The field of neuroscience now demonstrates the amazing benefits of meditation: enhanced memory and creativity, reduction in depression, better sleep, compassion towards self and others, and an overall more relaxed disposition (to name a few). It is true, meditation makes life better.
Meditation is sometimes referred to as a restful alertness. Fundamentally, it is a journey from a lot of activity to less activity. It is a process and a practice of attempting to go beyond the conditioned, “thinking” mind and into a deeper state of relaxation or awareness.
By turning your attention to a single point of reference, or focal point, you can train the mind to discover the unbounded and vast inner spaces that lie under thought.
Natural vs Artificial practices
There are two categories of meditation: natural (aktrima) and artificial (krtima). According to the great sage Abhinavagupta, both are necessary. Aktrima practices work with your innate inner silence, and ktrima practices work with effort or the thought that something needs to be done. Ktrima practices could include: reflection, prayer, contemplation, visualization, walking and/or eating.
Some of the biggest misconceptions around meditation include: I can’t stop my thoughts, I have no skill or talents in that area, I am too busy to meditate, I tried it one time and nothing happened.
My teacher says, that in order for a meditation to be successful, you need to have the “theory” or deep understanding of the practice, as well as, the practice itself. You can’t have one without the other. Often times people want to meditate because they have heard it is beneficial, but because they don’t understand the “nuances” it becomes challenging and/or frustrating.
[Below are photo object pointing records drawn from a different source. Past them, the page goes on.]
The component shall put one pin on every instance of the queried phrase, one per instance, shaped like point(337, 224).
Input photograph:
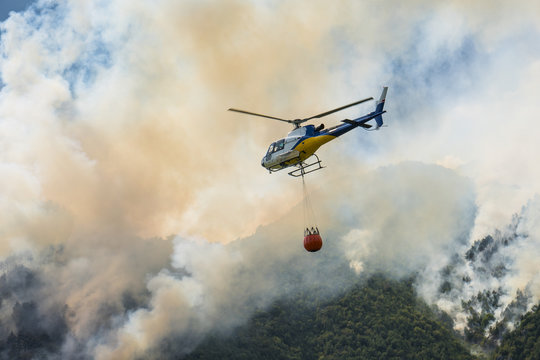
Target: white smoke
point(114, 136)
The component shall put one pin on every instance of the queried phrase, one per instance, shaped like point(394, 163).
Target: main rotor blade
point(261, 115)
point(338, 109)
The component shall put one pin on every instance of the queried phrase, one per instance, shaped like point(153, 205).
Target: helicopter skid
point(304, 168)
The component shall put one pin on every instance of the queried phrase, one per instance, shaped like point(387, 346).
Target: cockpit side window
point(271, 148)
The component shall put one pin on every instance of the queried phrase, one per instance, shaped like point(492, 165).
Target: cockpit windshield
point(278, 145)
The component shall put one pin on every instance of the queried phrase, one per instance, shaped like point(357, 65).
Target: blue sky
point(12, 5)
point(114, 135)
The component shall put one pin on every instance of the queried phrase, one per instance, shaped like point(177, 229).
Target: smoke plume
point(133, 209)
In this world of constant challenge and change, meditation is the antidote. It is a “practice” that trains your mind to settle down, and enables you to discover that there is a place inside of you, that is NOT constantly changing. The place inside that Deepak Chopra describes as: “the silent field of infinite possibility”.
This place inside of you, is really the better version of yourself that you may be seeking. It is the change-less place that will stabilize, strengthen and calm you, so that you can be in the world with more well-being and harmony. It is the place that is located under the inner narrative. By learning how to "tap" into this place you can restore health, purify your heart, strengthen your spirit and bring more compassion to yourself and others.
Meditation is a “natural” activity that all humans need especially in this stressful modern day world. It has been proven that it works, and you can see benefits immediately. However you might read or hear about meditation, it will always be an experiential journey and never an intellectual one. You must give it a genuine try and be the judge for yourself.